I’m falling in love with this woman. I want to pull her into my arms and kiss her and tell her this pie is the best thing that’s happened to me in months, and that she’s the best thing that’s happened to me in even longer.
But saying shit like that would only make what I’m about to do even worse.
So, I simply nod and say, “Thank you. It sounds amazing. I can’t wait to try it.” I set the pie on the table and reach for her chair, “How was the lab? I heard you had a tour?”
She settles into her seat, beaming up at me as I push it in. “It was incredible. And you have some brilliant people working there. Kind and funny, too. I think I might have even made a new friend.” She bobs a shy shoulder. “I know it’s probably not the time to be thinking about things like that, with so much crazy stuff going on, but it was nice to chat with a kindred spirit.”
“It’s a perfect time to make new friends. We need all the friends we can get.” I reach for my wine glass, my heart slamming hard in my chest as I lift it into the air. “A toast to new friends and hope for the future?”
Her features soften as she reaches for her glass. “Yes. To new friends and hope. That’s…perfect.”
Oh, but it’s not, little wolf.
It’s so fucking far from perfect you have no idea.
I take a sip of the wine, my stomach turning to stone as I watch her drink over the rim of my glass. That’s it, then.
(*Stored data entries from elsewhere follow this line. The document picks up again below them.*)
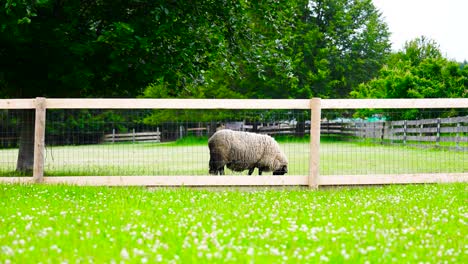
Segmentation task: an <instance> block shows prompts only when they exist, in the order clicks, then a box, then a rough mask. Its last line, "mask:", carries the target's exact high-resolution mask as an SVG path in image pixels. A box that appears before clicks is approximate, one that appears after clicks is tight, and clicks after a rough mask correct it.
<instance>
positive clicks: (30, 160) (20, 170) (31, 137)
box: [16, 110, 35, 174]
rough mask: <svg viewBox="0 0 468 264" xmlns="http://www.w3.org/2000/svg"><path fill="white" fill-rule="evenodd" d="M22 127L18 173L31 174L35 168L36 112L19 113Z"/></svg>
mask: <svg viewBox="0 0 468 264" xmlns="http://www.w3.org/2000/svg"><path fill="white" fill-rule="evenodd" d="M17 113H18V122H19V125H20V129H21V131H20V137H19V152H18V161H17V163H16V171H17V172H20V173H24V174H31V173H32V171H33V166H34V125H35V118H34V116H35V114H34V110H21V111H18V112H17Z"/></svg>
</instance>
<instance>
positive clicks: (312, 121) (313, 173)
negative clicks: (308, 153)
mask: <svg viewBox="0 0 468 264" xmlns="http://www.w3.org/2000/svg"><path fill="white" fill-rule="evenodd" d="M310 114H311V117H310V158H309V179H308V185H309V187H311V188H318V177H319V163H320V119H321V100H320V98H312V99H311V100H310Z"/></svg>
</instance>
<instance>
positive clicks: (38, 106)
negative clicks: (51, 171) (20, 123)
mask: <svg viewBox="0 0 468 264" xmlns="http://www.w3.org/2000/svg"><path fill="white" fill-rule="evenodd" d="M35 104H36V120H35V126H34V167H33V181H34V182H37V183H40V182H42V181H43V180H44V161H45V160H44V152H45V121H46V120H45V119H46V99H45V98H44V97H36V101H35Z"/></svg>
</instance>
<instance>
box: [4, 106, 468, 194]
mask: <svg viewBox="0 0 468 264" xmlns="http://www.w3.org/2000/svg"><path fill="white" fill-rule="evenodd" d="M467 107H468V99H467V98H453V99H323V100H321V99H320V98H313V99H261V100H258V99H59V98H53V99H47V98H43V97H38V98H36V99H0V109H35V116H34V118H35V128H34V136H35V138H34V144H33V147H34V168H33V177H0V182H43V183H70V184H79V185H123V186H125V185H144V186H148V185H150V186H206V185H218V186H226V185H230V186H245V185H248V186H265V185H270V186H271V185H280V186H284V185H307V186H309V187H317V186H319V185H356V184H357V185H363V184H396V183H433V182H460V181H462V182H467V181H468V173H467V172H466V171H462V172H461V173H422V174H402V173H399V174H384V175H367V174H365V175H327V176H321V175H319V166H320V152H319V150H320V134H321V131H323V130H321V117H322V114H321V113H322V112H321V111H322V109H415V108H430V109H437V108H438V109H441V108H443V109H448V108H467ZM48 109H290V110H291V109H300V110H308V111H310V113H311V115H310V116H311V119H310V128H309V130H308V131H309V135H310V143H309V144H310V146H309V148H310V149H309V150H310V151H309V161H308V163H309V164H308V165H309V166H308V167H309V171H308V175H300V176H262V177H238V176H193V175H187V176H128V177H126V176H59V177H52V176H47V177H44V163H45V154H46V153H45V134H46V133H45V127H46V111H47V110H48ZM460 118H461V119H453V120H458V121H460V120H461V121H460V122H458V123H457V122H455V121H453V122H452V121H448V120H446V119H437V123H436V124H434V122H433V121H430V122H429V121H422V120H418V121H395V123H388V124H387V123H385V127H384V126H382V127H384V129H382V130H383V133H382V134H381V136H382V135H383V136H384V137H385V135H386V134H385V131H390V132H387V138H388V137H391V138H395V139H398V140H400V139H402V140H406V141H410V140H413V139H415V138H416V137H417V136H419V137H417V138H418V139H421V141H422V140H423V139H424V140H430V139H433V138H431V137H434V133H435V137H436V140H437V138H438V140H439V142H442V141H444V140H445V139H442V138H443V137H444V135H443V133H449V134H450V133H452V134H454V136H448V137H452V138H454V139H457V138H458V140H459V142H462V141H465V140H466V136H462V135H461V133H465V131H466V120H465V119H464V118H465V117H460ZM426 122H427V123H426ZM429 124H430V125H431V126H429ZM445 124H447V125H445ZM458 124H459V125H458ZM363 125H364V127H366V129H364V128H363V127H362V126H360V125H355V127H352V126H346V125H344V126H343V125H341V127H339V126H338V125H335V124H330V125H327V126H326V129H327V130H328V132H330V131H332V130H334V131H337V132H336V133H348V134H351V135H356V134H359V133H361V136H364V135H365V136H366V137H367V136H369V135H374V134H375V136H378V135H379V134H378V131H379V129H381V128H380V127H376V128H375V129H367V126H368V123H364V124H363ZM388 128H389V129H388ZM279 129H280V130H282V129H283V128H282V127H279ZM259 131H261V129H259ZM262 132H265V133H267V132H268V131H262ZM270 132H271V131H270ZM457 132H458V133H459V134H458V136H457V134H456V133H457ZM418 133H419V134H418ZM127 134H130V135H126V136H125V138H127V139H128V138H133V136H134V135H132V134H133V133H127ZM388 135H390V136H388ZM135 137H136V136H135ZM448 137H447V138H448ZM115 139H116V137H115V135H114V140H115Z"/></svg>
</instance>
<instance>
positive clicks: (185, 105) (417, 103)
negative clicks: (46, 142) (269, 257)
mask: <svg viewBox="0 0 468 264" xmlns="http://www.w3.org/2000/svg"><path fill="white" fill-rule="evenodd" d="M35 100H36V99H0V109H33V108H35ZM321 102H322V105H321V106H322V107H321V108H322V109H365V108H373V109H405V108H407V109H408V108H428V109H432V108H433V109H436V108H467V107H468V98H448V99H447V98H435V99H322V100H321ZM46 108H49V109H310V100H308V99H98V98H93V99H78V98H76V99H72V98H48V99H46Z"/></svg>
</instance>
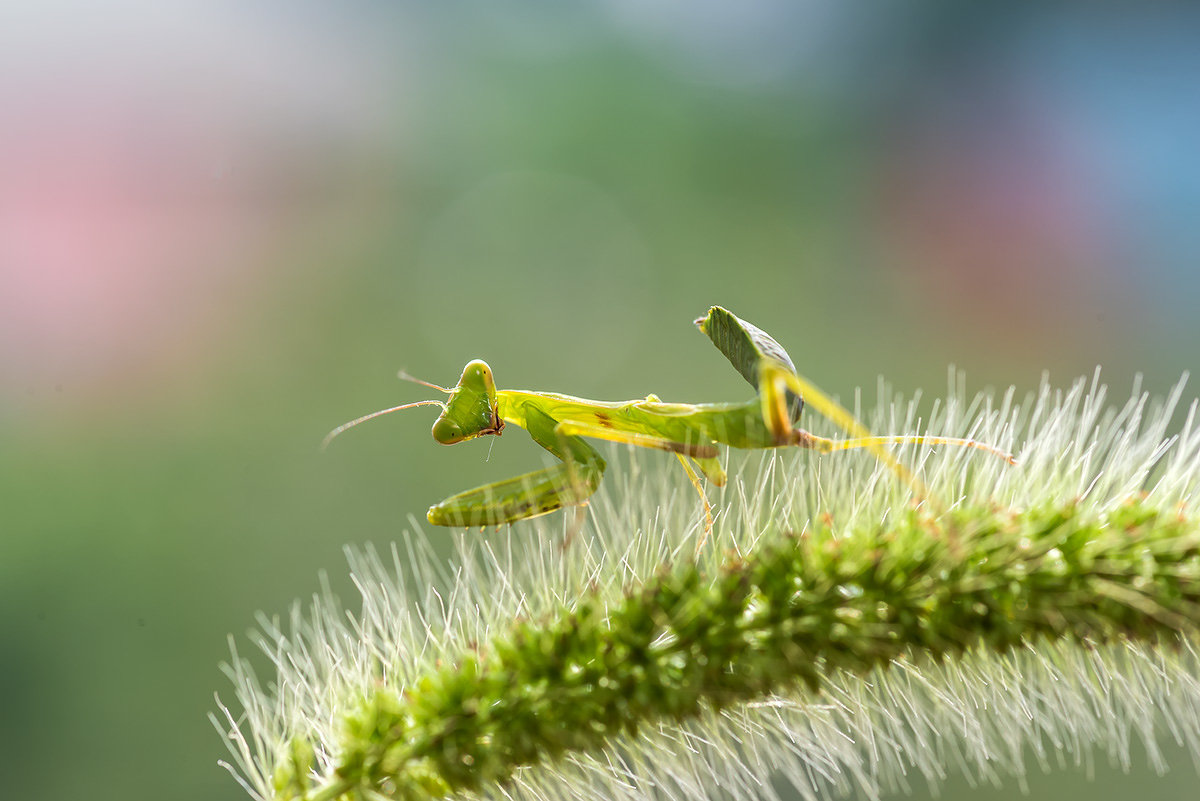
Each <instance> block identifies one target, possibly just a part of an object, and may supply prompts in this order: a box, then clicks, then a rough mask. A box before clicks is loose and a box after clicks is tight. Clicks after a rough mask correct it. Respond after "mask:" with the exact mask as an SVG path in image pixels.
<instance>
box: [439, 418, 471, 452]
mask: <svg viewBox="0 0 1200 801" xmlns="http://www.w3.org/2000/svg"><path fill="white" fill-rule="evenodd" d="M433 439H436V440H437V441H439V442H442V444H443V445H454V444H455V442H461V441H463V440H464V439H467V435H466V434H463V432H462V427H461V426H460V424H458V423H456V422H455V421H452V420H450V418H449V417H446V416H444V415H443V416H442V417H438V418H437V422H434V423H433Z"/></svg>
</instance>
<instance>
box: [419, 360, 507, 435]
mask: <svg viewBox="0 0 1200 801" xmlns="http://www.w3.org/2000/svg"><path fill="white" fill-rule="evenodd" d="M503 429H504V421H503V420H500V416H499V414H498V412H497V404H496V381H494V380H493V379H492V368H491V367H488V366H487V365H486V363H484V362H482V361H480V360H479V359H476V360H474V361H470V362H468V363H467V366H466V367H464V368H463V369H462V377H461V378H460V379H458V384H456V385H455V387H454V389H452V390H450V398H449V399H448V401H446V403H445V408H444V409H443V410H442V414H440V415H438V418H437V421H436V422H434V423H433V439H436V440H437V441H439V442H442V444H443V445H455V444H456V442H464V441H467V440H469V439H475V438H476V436H482V435H485V434H499V433H500V432H502V430H503Z"/></svg>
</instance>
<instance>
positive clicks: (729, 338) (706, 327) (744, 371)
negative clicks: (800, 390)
mask: <svg viewBox="0 0 1200 801" xmlns="http://www.w3.org/2000/svg"><path fill="white" fill-rule="evenodd" d="M696 325H697V326H700V330H701V331H703V332H704V333H706V335H708V338H709V339H712V341H713V344H714V345H716V348H718V350H720V351H721V353H722V354H725V357H726V359H728V360H730V361H731V362H732V363H733V367H736V368H737V371H738V372H739V373H742V377H743V378H744V379H745V380H748V381H750V386H752V387H755V390H758V391H760V392H762V387H761V386H758V374H760V368H761V367H762V363H763V361H768V360H769V361H773V362H778V363H780V365H782V366H784V367H786V368H787V369H788V371H791V372H792V373H793V374H796V365H793V363H792V360H791V357H790V356H788V355H787V351H786V350H784V347H782V345H781V344H779V343H778V342H775V341H774V339H773V338H772V337H770V335H768V333H767V332H766V331H763V330H762V329H760V327H757V326H754V325H750V324H749V323H746V321H745V320H743V319H742V318H739V317H737V315H734V314H733V313H732V312H728V311H726V309H724V308H721V307H720V306H714V307H712V308H709V309H708V314H706V315H704V317H702V318H700V319H698V320H696ZM787 408H788V411H790V414H791V417H792V422H793V423H794V422H798V421H799V418H800V411H802V410H803V409H804V399H803V398H800V396H798V395H796V393H794V392H792V391H788V392H787Z"/></svg>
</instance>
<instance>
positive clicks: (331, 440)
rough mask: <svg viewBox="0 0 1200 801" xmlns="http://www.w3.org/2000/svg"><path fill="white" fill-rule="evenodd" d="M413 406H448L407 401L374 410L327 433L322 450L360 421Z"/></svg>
mask: <svg viewBox="0 0 1200 801" xmlns="http://www.w3.org/2000/svg"><path fill="white" fill-rule="evenodd" d="M402 375H403V373H402ZM419 383H420V384H424V383H425V381H419ZM431 386H432V385H431ZM433 389H436V390H440V389H442V387H433ZM444 391H445V392H449V391H450V390H444ZM413 406H442V409H443V410H444V409H445V408H446V404H444V403H442V402H440V401H416V402H415V403H406V404H403V405H400V406H392V408H391V409H380V410H379V411H372V412H371V414H370V415H362V416H361V417H358V418H356V420H352V421H350V422H348V423H342V424H341V426H338V427H337V428H335V429H334V430H331V432H329V433H328V434H325V439H323V440H320V450H322V451H324V450H325V448H326V447H329V444H330V442H331V441H332V440H334V438H335V436H337V435H338V434H341V433H342V432H343V430H346V429H347V428H354V427H355V426H358V424H359V423H365V422H366V421H368V420H373V418H376V417H382V416H383V415H389V414H391V412H392V411H401V410H402V409H412V408H413Z"/></svg>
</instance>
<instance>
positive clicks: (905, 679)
mask: <svg viewBox="0 0 1200 801" xmlns="http://www.w3.org/2000/svg"><path fill="white" fill-rule="evenodd" d="M1182 392H1183V385H1182V383H1181V384H1180V385H1178V386H1177V387H1176V389H1175V391H1174V392H1172V393H1171V395H1170V396H1169V397H1168V398H1166V399H1164V401H1151V399H1150V398H1147V397H1146V396H1145V395H1144V393H1141V392H1140V390H1139V389H1138V387H1135V389H1134V393H1133V397H1132V398H1130V399H1129V401H1127V402H1124V403H1123V404H1116V405H1112V404H1110V403H1109V402H1108V401H1106V395H1108V392H1106V390H1105V387H1104V386H1102V385H1100V384H1099V383H1098V380H1097V379H1092V380H1091V381H1084V380H1081V381H1079V383H1076V384H1074V385H1073V386H1072V387H1069V389H1067V390H1055V389H1052V387H1051V386H1050V385H1049V384H1045V385H1044V386H1043V387H1042V389H1040V390H1039V391H1038V392H1037V393H1034V395H1032V396H1031V397H1030V398H1027V399H1025V401H1016V399H1015V398H1014V393H1013V392H1012V391H1009V392H1008V393H1006V395H1003V396H1002V397H994V396H986V395H984V396H978V397H974V398H968V397H967V396H966V393H965V390H964V385H962V381H961V378H960V377H954V375H953V374H952V391H950V393H949V396H948V397H947V398H944V399H941V401H938V402H936V403H935V404H934V411H932V412H931V415H930V416H929V420H928V422H925V421H923V420H919V418H918V417H917V409H918V404H917V403H916V402H904V401H899V399H893V401H888V402H886V403H882V404H881V405H880V406H878V408H877V409H875V410H874V411H870V412H868V414H865V415H862V416H864V417H865V422H866V423H868V426H869V427H870V428H871V429H872V430H875V432H889V433H890V432H904V433H917V432H924V433H930V434H943V435H953V436H967V438H972V439H977V440H980V441H983V442H988V444H991V445H996V446H998V447H1001V448H1004V450H1008V451H1012V452H1014V453H1015V454H1016V458H1018V464H1016V465H1015V466H1013V465H1009V464H1007V463H1004V462H1003V460H1001V459H998V458H994V457H990V456H989V454H984V453H979V452H977V451H971V450H967V448H952V447H940V448H929V447H920V446H905V447H901V448H898V450H896V458H898V459H899V460H900V462H901V463H904V464H905V465H908V466H911V468H912V469H913V471H914V474H916V475H917V476H919V478H920V481H922V484H923V486H924V487H925V493H924V495H923V496H922V498H917V496H914V494H913V490H912V488H911V487H910V486H906V484H905V483H904V482H900V481H896V478H895V476H894V475H893V474H892V472H890V471H889V470H888V469H887V468H884V466H881V464H880V463H878V462H877V460H875V459H874V458H872V457H871V456H870V454H856V453H846V454H834V456H823V457H822V456H816V454H814V453H811V452H804V451H796V450H792V451H790V452H785V451H775V452H768V454H767V456H762V454H749V456H738V454H733V456H732V458H733V464H732V465H731V469H730V482H728V484H727V486H726V488H725V489H724V490H721V492H714V490H713V489H712V488H710V489H709V496H710V499H712V501H713V505H714V510H715V512H716V524H715V529H714V532H713V536H712V537H709V540H708V542H707V543H706V544H704V547H703V548H702V549H701V552H700V553H698V554H697V553H695V546H696V542H697V541H698V538H700V537H702V536H703V535H704V520H703V514H702V512H701V505H700V502H698V500H697V498H696V494H695V490H694V489H692V488H691V487H690V486H689V484H688V483H686V480H685V478H684V477H683V475H682V471H679V470H678V465H676V463H674V459H673V457H671V456H670V454H658V453H650V454H647V453H644V452H638V453H628V452H622V451H618V452H616V453H614V458H617V459H618V460H619V462H620V464H619V465H616V469H614V470H613V471H612V474H611V475H612V478H614V481H610V482H607V483H606V486H605V487H604V488H602V489H601V490H600V493H598V495H596V496H595V498H594V499H593V502H592V506H590V507H589V510H588V520H587V524H586V525H584V528H583V531H582V532H581V534H580V536H577V537H576V541H575V542H574V543H572V544H571V547H569V548H566V549H565V550H564V549H563V548H562V547H560V543H562V537H563V532H564V530H565V529H566V528H569V526H570V525H571V524H572V519H571V518H572V516H571V513H570V512H568V513H566V514H557V516H551V517H545V518H540V519H539V520H538V522H535V523H532V524H529V523H527V524H521V525H516V526H510V528H505V529H503V530H499V531H488V532H485V534H480V532H478V531H468V532H457V534H455V535H451V536H454V540H455V546H456V553H455V554H454V556H452V558H451V559H449V560H446V559H440V558H438V556H436V555H434V550H433V548H432V546H431V542H430V537H432V536H437V537H443V536H446V535H445V534H442V532H438V534H437V535H426V534H425V532H424V531H422V530H421V528H420V526H419V525H418V524H416V523H415V522H413V524H412V531H410V532H409V534H408V535H406V536H404V537H402V538H401V540H398V541H397V542H395V543H392V544H390V546H386V547H384V548H380V549H376V548H366V549H349V550H348V552H347V554H348V558H349V562H350V574H352V578H353V580H354V583H355V585H356V588H358V590H359V592H360V595H361V601H360V602H359V603H355V607H354V609H346V608H343V607H342V604H341V603H340V601H338V600H337V598H336V597H334V595H332V594H331V592H330V591H329V590H328V589H324V590H323V591H322V592H319V594H317V595H316V596H314V597H313V598H312V600H311V602H308V603H307V604H296V606H295V607H294V608H293V609H292V612H290V614H289V615H288V616H287V619H283V620H281V619H276V618H268V616H265V615H264V616H260V618H259V620H258V628H257V632H256V633H254V634H253V642H254V645H256V646H257V648H259V649H262V650H263V651H264V652H265V654H266V656H268V657H269V658H270V661H271V662H272V663H274V666H272V675H271V676H269V677H266V679H265V680H260V679H259V677H258V676H256V674H254V671H253V670H252V669H251V667H250V664H248V662H247V661H246V660H244V658H241V657H240V656H239V654H238V651H236V650H235V651H234V655H233V660H232V662H230V663H229V664H228V666H227V667H226V671H227V674H228V676H229V679H230V680H232V682H233V695H234V701H233V704H232V705H230V706H226V705H222V706H221V715H220V716H215V717H214V722H215V723H216V725H217V728H218V729H220V731H221V733H222V735H223V736H224V737H226V740H227V743H228V746H229V751H230V753H232V755H233V759H232V764H229V765H227V767H229V770H230V771H232V772H233V775H234V777H235V778H236V779H238V781H239V782H240V783H241V784H242V787H244V788H245V789H246V790H247V793H248V794H250V795H251V796H252V797H254V799H257V800H258V801H268V800H300V799H306V800H308V801H332V800H335V799H337V800H355V801H376V800H378V799H414V800H415V799H430V797H445V796H454V797H487V799H526V800H530V801H532V800H535V799H581V800H582V799H646V797H656V799H658V797H661V799H695V797H730V799H748V797H763V799H774V797H778V796H776V793H778V791H779V788H781V787H785V785H787V784H790V785H792V787H793V788H794V789H796V791H798V793H799V794H800V795H802V796H803V797H805V799H818V797H820V799H826V797H841V796H847V795H854V794H862V795H864V796H866V797H878V796H880V795H881V794H882V793H886V791H892V790H895V789H904V788H905V787H906V785H907V782H908V781H910V777H912V776H920V777H923V778H924V779H925V781H928V782H930V783H932V784H934V785H936V784H937V783H940V782H941V781H942V779H943V778H944V777H946V776H947V775H950V773H961V772H965V773H967V775H970V776H971V777H972V778H974V779H979V781H985V782H1010V783H1015V784H1020V783H1021V782H1022V781H1024V778H1022V777H1024V776H1025V775H1026V772H1027V771H1028V770H1030V769H1031V767H1037V769H1042V770H1044V769H1046V767H1049V766H1054V765H1056V764H1060V763H1063V761H1068V763H1086V761H1088V760H1092V759H1094V758H1097V755H1099V757H1102V758H1105V759H1108V760H1111V761H1115V763H1117V764H1120V765H1122V766H1128V765H1129V764H1130V760H1132V759H1133V757H1132V754H1133V753H1140V752H1142V751H1144V752H1145V753H1146V754H1147V755H1148V759H1150V761H1151V764H1152V765H1153V766H1156V767H1158V769H1163V764H1162V757H1160V755H1159V747H1158V742H1159V739H1160V737H1163V736H1168V737H1171V739H1172V740H1175V741H1177V742H1182V743H1184V745H1186V746H1187V747H1188V748H1189V749H1190V751H1192V752H1193V753H1200V667H1198V643H1200V638H1198V630H1200V525H1198V520H1200V508H1198V504H1200V500H1198V498H1200V494H1198V490H1200V426H1198V421H1196V405H1195V404H1194V403H1193V404H1192V405H1190V408H1189V409H1188V411H1187V415H1186V421H1184V423H1183V427H1182V430H1181V432H1178V433H1176V434H1174V435H1172V434H1171V433H1170V432H1169V429H1170V428H1171V420H1172V416H1174V415H1175V411H1176V408H1177V405H1178V402H1180V399H1181V397H1182ZM881 395H886V393H881ZM809 422H814V421H809ZM827 433H829V434H834V432H827ZM1140 758H1141V757H1140V755H1139V759H1140ZM1031 761H1032V763H1033V765H1031V764H1028V763H1031Z"/></svg>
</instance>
I put enough Hunger powder in her glass that even a single sip should get the job done.
The fairy who sold me the powder was a stranger—I was too ashamed to ask Trix for something like this—but Sven has a tight and devoted following. I have no doubt he delivered potent product. Which means, in ten minutes or so, Willow should be all over me, begging me to fuck her like an addict after a fix. She’ll be so out of her mind with need—with Hunger—that she’ll take my dick any way she can get it.